Hiring someone even once/week might just give you enough energy to get
you through the worst of this time. (5) Some people also find that
co-sleeping during the worst of the frequent wakings works for them. It
really DOES come to an end eventually and although 6 months seems
completely impossible to imagine getting to at this point, your baby
WILL get to that stage when sleep training may take much easier
(believe me, I really DO get it, having had twin babies who woke up
every other hour — and NOT the same hour — througout the first 6
months, I feel your horror like I was there yesterday).
What do you
think? Words of encouragement or wisdom for N.? Anyone out there who sleep-trained during this age and was
thrilled with the results (I know you're out there because I've talked
to many of you)? Does anyone want to respectfully gasp in horror at my
recommendation to try sleep training at this age?

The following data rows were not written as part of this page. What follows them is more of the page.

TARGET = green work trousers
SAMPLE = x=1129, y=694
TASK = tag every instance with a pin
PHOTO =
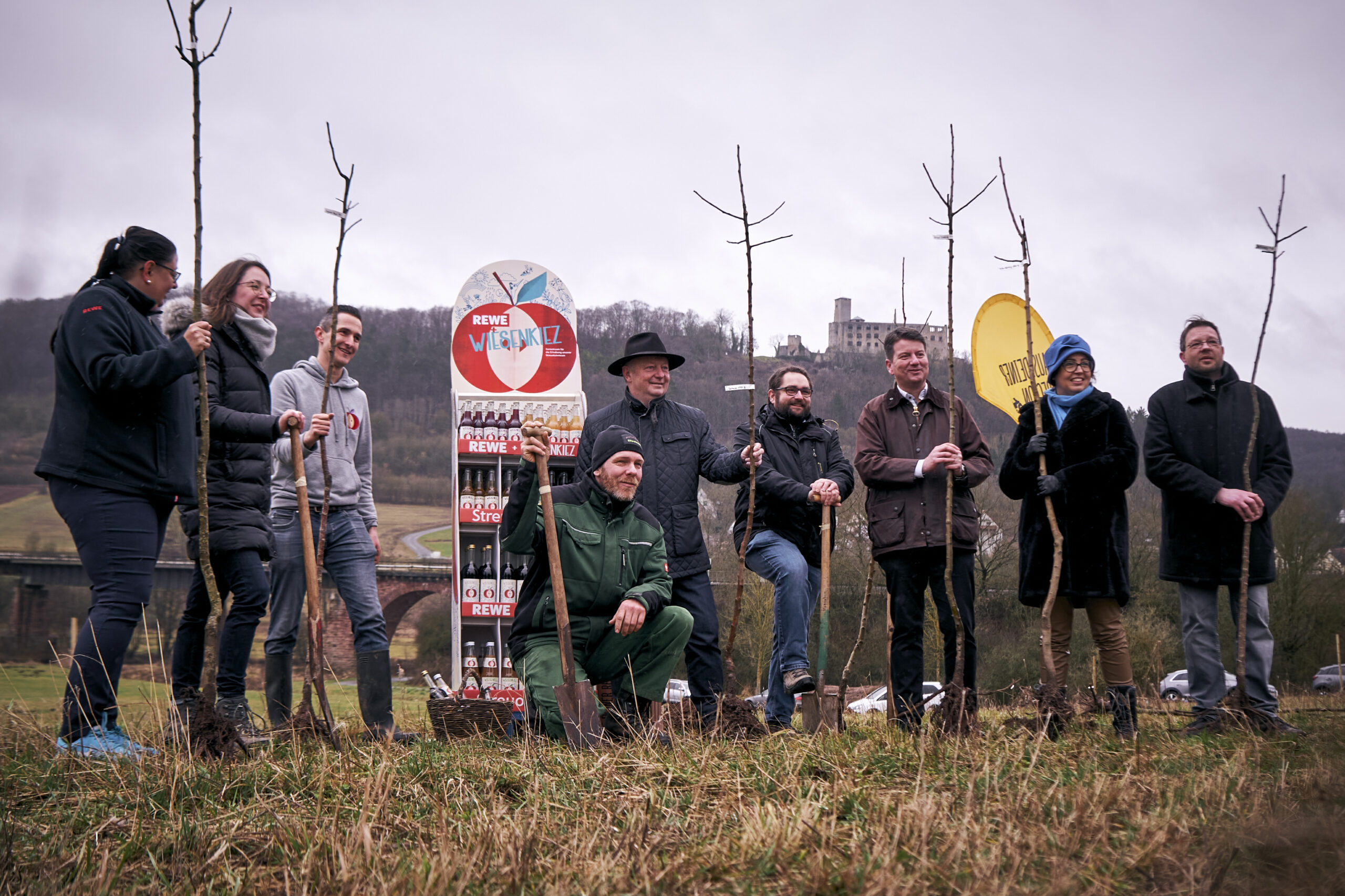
x=649, y=654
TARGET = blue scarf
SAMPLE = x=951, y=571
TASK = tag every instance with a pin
x=1060, y=405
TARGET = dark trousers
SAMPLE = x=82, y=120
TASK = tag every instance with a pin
x=240, y=574
x=704, y=662
x=119, y=538
x=909, y=572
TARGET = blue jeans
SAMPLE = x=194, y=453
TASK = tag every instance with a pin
x=119, y=538
x=239, y=574
x=349, y=560
x=796, y=588
x=704, y=662
x=1200, y=641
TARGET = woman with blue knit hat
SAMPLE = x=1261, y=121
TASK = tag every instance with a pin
x=1091, y=459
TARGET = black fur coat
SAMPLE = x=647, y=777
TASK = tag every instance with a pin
x=1095, y=458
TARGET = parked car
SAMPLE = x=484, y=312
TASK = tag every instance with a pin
x=1328, y=679
x=877, y=701
x=1177, y=686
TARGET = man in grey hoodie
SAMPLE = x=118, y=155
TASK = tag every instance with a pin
x=353, y=547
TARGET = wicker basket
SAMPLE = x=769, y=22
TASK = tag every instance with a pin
x=469, y=717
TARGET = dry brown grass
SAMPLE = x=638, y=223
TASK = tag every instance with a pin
x=868, y=811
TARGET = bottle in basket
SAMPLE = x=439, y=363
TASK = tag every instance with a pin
x=488, y=574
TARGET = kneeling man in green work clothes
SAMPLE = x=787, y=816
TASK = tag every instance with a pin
x=616, y=586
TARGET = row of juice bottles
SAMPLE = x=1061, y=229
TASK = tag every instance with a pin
x=483, y=420
x=481, y=584
x=479, y=490
x=479, y=662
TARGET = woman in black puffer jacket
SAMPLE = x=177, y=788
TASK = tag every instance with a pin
x=243, y=430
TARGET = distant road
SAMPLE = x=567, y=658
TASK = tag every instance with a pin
x=413, y=541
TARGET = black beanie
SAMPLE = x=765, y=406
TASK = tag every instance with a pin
x=614, y=440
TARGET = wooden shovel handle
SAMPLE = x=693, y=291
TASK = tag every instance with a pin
x=553, y=555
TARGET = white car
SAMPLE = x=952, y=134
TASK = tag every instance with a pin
x=1177, y=685
x=877, y=701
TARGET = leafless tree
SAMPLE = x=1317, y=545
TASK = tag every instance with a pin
x=954, y=708
x=1274, y=252
x=1051, y=705
x=212, y=735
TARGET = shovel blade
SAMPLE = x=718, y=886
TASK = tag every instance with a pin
x=579, y=715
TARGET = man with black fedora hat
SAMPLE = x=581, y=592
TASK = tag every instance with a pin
x=678, y=450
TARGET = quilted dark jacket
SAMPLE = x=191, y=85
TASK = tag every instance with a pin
x=795, y=456
x=1195, y=444
x=678, y=450
x=243, y=431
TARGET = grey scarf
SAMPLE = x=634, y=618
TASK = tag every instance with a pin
x=260, y=332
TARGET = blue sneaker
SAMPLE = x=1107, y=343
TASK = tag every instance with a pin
x=105, y=742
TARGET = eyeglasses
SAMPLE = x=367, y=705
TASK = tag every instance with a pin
x=256, y=286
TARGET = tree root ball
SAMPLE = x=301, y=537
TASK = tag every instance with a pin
x=213, y=736
x=738, y=720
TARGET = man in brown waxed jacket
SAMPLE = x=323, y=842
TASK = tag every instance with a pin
x=904, y=456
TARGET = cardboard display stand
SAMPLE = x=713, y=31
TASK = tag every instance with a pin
x=513, y=346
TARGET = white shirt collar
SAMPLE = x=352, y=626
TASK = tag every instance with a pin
x=912, y=399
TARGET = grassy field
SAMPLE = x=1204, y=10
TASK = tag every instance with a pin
x=868, y=811
x=32, y=524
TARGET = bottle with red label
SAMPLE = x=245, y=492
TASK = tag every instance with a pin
x=488, y=575
x=493, y=493
x=515, y=425
x=490, y=666
x=471, y=578
x=464, y=424
x=490, y=425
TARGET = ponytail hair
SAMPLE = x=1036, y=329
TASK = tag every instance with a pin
x=123, y=255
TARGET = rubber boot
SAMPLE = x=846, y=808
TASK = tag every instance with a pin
x=1125, y=719
x=280, y=686
x=374, y=686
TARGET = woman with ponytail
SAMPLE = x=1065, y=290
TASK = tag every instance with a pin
x=119, y=455
x=243, y=430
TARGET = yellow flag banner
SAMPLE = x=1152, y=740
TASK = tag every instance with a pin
x=1000, y=353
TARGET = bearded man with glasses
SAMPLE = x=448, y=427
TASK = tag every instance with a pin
x=1195, y=449
x=803, y=474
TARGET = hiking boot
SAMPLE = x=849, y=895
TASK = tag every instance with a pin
x=181, y=713
x=237, y=711
x=1208, y=722
x=1125, y=719
x=798, y=681
x=374, y=688
x=280, y=685
x=1273, y=724
x=105, y=742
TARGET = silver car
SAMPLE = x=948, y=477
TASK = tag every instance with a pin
x=877, y=701
x=1177, y=686
x=1328, y=679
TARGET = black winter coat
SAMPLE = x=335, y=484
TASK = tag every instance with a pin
x=1195, y=446
x=1095, y=458
x=243, y=431
x=678, y=450
x=123, y=416
x=795, y=456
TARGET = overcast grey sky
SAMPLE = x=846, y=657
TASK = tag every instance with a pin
x=1139, y=139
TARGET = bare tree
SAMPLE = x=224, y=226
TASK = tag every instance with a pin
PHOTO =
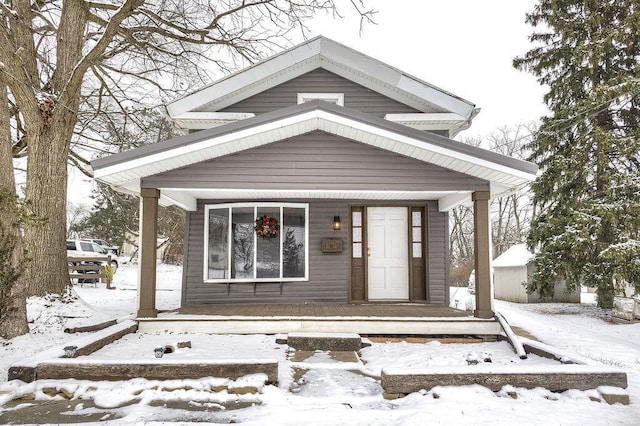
x=13, y=309
x=510, y=214
x=67, y=63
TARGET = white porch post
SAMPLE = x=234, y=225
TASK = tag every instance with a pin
x=482, y=254
x=147, y=252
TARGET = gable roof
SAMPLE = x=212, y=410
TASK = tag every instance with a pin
x=124, y=171
x=327, y=54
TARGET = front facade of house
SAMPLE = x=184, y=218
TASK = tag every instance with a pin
x=316, y=135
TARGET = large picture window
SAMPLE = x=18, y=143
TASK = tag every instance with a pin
x=234, y=252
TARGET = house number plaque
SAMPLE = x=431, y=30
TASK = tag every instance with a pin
x=331, y=245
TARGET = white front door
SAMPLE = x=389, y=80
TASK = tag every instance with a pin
x=388, y=271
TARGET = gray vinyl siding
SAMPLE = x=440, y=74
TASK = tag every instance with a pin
x=317, y=161
x=320, y=80
x=327, y=272
x=438, y=255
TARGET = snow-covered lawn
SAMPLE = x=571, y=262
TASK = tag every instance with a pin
x=320, y=389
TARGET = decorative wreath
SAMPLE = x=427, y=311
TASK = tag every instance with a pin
x=267, y=227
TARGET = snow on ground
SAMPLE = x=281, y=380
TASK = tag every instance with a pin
x=320, y=389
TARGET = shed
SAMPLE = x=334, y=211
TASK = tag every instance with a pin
x=513, y=269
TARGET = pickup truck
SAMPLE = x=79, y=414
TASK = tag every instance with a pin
x=78, y=248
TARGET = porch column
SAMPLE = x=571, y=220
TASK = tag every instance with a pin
x=482, y=254
x=147, y=252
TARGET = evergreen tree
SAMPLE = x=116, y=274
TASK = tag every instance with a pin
x=587, y=197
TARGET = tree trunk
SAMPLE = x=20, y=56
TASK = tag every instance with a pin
x=46, y=195
x=13, y=307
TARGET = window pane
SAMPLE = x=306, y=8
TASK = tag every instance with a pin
x=268, y=249
x=357, y=235
x=356, y=219
x=218, y=243
x=417, y=250
x=357, y=250
x=416, y=218
x=293, y=249
x=242, y=222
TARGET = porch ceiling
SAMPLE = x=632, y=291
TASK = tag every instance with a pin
x=125, y=171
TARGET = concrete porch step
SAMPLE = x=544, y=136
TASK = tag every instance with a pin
x=311, y=341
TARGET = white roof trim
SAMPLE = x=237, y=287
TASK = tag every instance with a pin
x=316, y=119
x=428, y=121
x=207, y=120
x=324, y=53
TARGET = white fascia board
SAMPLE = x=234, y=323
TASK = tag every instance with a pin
x=312, y=120
x=498, y=190
x=181, y=199
x=203, y=115
x=435, y=96
x=326, y=120
x=207, y=120
x=438, y=117
x=451, y=201
x=207, y=143
x=428, y=121
x=231, y=193
x=242, y=80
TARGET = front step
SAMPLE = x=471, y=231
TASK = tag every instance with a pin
x=306, y=341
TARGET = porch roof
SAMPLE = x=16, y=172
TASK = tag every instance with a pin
x=125, y=171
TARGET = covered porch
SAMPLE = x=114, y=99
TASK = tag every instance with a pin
x=216, y=166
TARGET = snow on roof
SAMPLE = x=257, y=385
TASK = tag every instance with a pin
x=517, y=255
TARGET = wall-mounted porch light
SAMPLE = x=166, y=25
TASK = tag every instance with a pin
x=336, y=223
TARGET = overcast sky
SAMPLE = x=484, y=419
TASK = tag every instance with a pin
x=463, y=46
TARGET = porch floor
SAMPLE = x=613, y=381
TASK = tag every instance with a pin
x=328, y=310
x=368, y=319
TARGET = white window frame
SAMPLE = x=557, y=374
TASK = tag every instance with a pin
x=337, y=98
x=255, y=206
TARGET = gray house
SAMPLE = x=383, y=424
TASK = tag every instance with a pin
x=320, y=175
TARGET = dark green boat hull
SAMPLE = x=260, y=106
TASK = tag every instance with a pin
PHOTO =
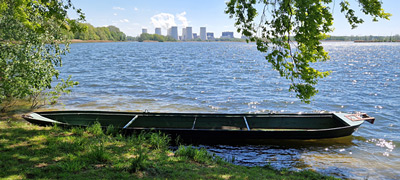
x=209, y=128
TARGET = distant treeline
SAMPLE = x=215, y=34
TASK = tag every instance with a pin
x=112, y=33
x=109, y=33
x=365, y=38
x=152, y=37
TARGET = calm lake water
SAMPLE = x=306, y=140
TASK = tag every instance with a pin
x=235, y=78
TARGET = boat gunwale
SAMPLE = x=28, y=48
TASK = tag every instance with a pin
x=196, y=115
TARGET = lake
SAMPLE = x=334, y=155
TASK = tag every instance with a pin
x=235, y=78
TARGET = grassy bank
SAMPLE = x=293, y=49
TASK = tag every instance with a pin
x=29, y=151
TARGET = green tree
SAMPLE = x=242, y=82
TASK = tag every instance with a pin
x=307, y=21
x=33, y=36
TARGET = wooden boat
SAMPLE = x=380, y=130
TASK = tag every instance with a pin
x=210, y=127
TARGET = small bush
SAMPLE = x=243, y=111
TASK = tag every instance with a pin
x=98, y=153
x=159, y=140
x=72, y=166
x=198, y=155
x=95, y=129
x=111, y=130
x=140, y=162
x=78, y=131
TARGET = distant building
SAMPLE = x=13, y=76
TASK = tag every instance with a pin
x=244, y=37
x=189, y=33
x=227, y=35
x=158, y=31
x=183, y=34
x=210, y=36
x=203, y=34
x=173, y=32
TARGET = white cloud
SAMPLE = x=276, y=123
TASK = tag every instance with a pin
x=124, y=20
x=163, y=20
x=181, y=17
x=118, y=8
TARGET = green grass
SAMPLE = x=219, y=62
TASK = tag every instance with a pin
x=29, y=151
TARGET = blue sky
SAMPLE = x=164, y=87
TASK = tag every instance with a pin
x=133, y=15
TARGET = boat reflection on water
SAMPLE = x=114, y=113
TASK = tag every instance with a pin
x=340, y=157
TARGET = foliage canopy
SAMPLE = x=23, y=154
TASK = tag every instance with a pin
x=32, y=40
x=305, y=21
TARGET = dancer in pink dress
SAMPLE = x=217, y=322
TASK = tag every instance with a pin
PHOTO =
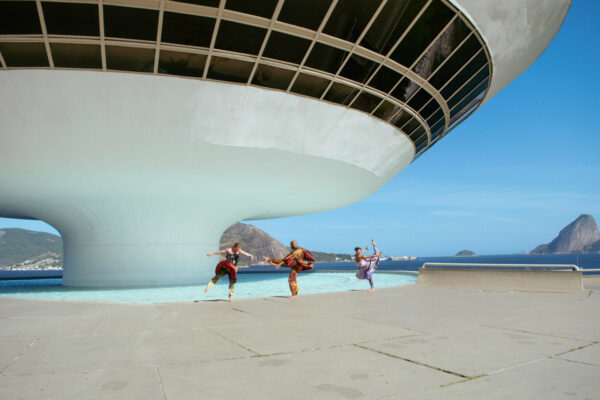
x=367, y=264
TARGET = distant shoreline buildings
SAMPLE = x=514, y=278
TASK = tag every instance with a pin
x=150, y=127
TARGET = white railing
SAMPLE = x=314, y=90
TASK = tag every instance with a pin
x=562, y=267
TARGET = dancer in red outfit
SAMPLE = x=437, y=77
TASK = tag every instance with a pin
x=297, y=260
x=228, y=266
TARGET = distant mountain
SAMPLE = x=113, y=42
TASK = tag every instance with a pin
x=18, y=245
x=260, y=243
x=465, y=253
x=580, y=235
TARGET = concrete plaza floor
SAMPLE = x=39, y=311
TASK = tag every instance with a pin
x=410, y=342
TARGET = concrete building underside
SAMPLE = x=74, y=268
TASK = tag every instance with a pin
x=141, y=129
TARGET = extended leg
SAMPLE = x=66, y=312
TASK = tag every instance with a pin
x=293, y=283
x=231, y=289
x=215, y=279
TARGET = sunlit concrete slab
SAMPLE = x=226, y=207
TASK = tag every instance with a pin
x=546, y=379
x=106, y=352
x=135, y=383
x=586, y=355
x=461, y=351
x=308, y=333
x=346, y=372
x=419, y=341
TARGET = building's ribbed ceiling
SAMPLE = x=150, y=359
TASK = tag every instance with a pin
x=416, y=64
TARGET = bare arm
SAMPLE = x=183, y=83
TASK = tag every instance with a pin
x=247, y=254
x=217, y=252
x=373, y=255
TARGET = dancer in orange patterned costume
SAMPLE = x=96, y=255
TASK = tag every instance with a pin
x=228, y=266
x=298, y=260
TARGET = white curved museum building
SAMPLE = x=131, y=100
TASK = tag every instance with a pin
x=142, y=129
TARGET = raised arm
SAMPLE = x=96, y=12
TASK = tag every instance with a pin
x=373, y=255
x=217, y=252
x=248, y=255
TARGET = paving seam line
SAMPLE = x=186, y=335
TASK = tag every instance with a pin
x=30, y=345
x=415, y=362
x=534, y=333
x=233, y=341
x=160, y=384
x=575, y=349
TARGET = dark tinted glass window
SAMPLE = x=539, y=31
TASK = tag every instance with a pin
x=24, y=54
x=187, y=29
x=405, y=89
x=422, y=33
x=349, y=18
x=385, y=79
x=419, y=99
x=276, y=78
x=442, y=48
x=262, y=8
x=456, y=62
x=429, y=109
x=366, y=102
x=310, y=85
x=418, y=135
x=411, y=126
x=465, y=111
x=401, y=118
x=358, y=68
x=391, y=23
x=325, y=58
x=185, y=64
x=435, y=118
x=208, y=3
x=464, y=75
x=130, y=23
x=420, y=141
x=19, y=18
x=385, y=110
x=240, y=38
x=470, y=97
x=305, y=13
x=226, y=69
x=286, y=47
x=76, y=55
x=341, y=94
x=71, y=19
x=129, y=59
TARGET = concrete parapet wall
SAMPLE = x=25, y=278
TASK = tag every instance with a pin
x=487, y=279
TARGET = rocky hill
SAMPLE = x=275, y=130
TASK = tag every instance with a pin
x=260, y=243
x=18, y=245
x=465, y=253
x=254, y=241
x=580, y=235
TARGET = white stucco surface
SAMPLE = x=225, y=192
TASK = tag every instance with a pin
x=142, y=174
x=515, y=31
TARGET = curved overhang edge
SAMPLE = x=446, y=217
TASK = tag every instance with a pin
x=508, y=63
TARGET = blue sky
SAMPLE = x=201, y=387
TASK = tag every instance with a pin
x=507, y=179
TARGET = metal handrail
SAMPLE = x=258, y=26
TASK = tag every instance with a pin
x=526, y=266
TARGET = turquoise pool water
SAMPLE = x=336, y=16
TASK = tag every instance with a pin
x=248, y=285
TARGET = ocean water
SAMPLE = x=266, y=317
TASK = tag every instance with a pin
x=253, y=284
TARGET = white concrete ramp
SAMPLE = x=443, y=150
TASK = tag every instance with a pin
x=503, y=280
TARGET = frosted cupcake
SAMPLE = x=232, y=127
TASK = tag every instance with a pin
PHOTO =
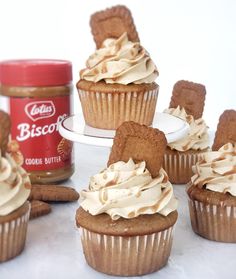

Sleep training my first at this age WOULD have been horrible. She just wasn’t ready to learn how to self-soothe. She was almost 2 before she really started to figure that out, I think.
My second… well, I think it would have been fine. We didn’t do it then, but just recently weaned her off of one of her nighttime feedings- during the 5 month “no training” period. She is already a pretty good self-soother, and she’s not even 6 months old.
So I now think it really does depend on your kid. Which makes it soooo hard when you are a sleep deprived parent trying to figure out what to do!
I so, so empathize with your awakening twins.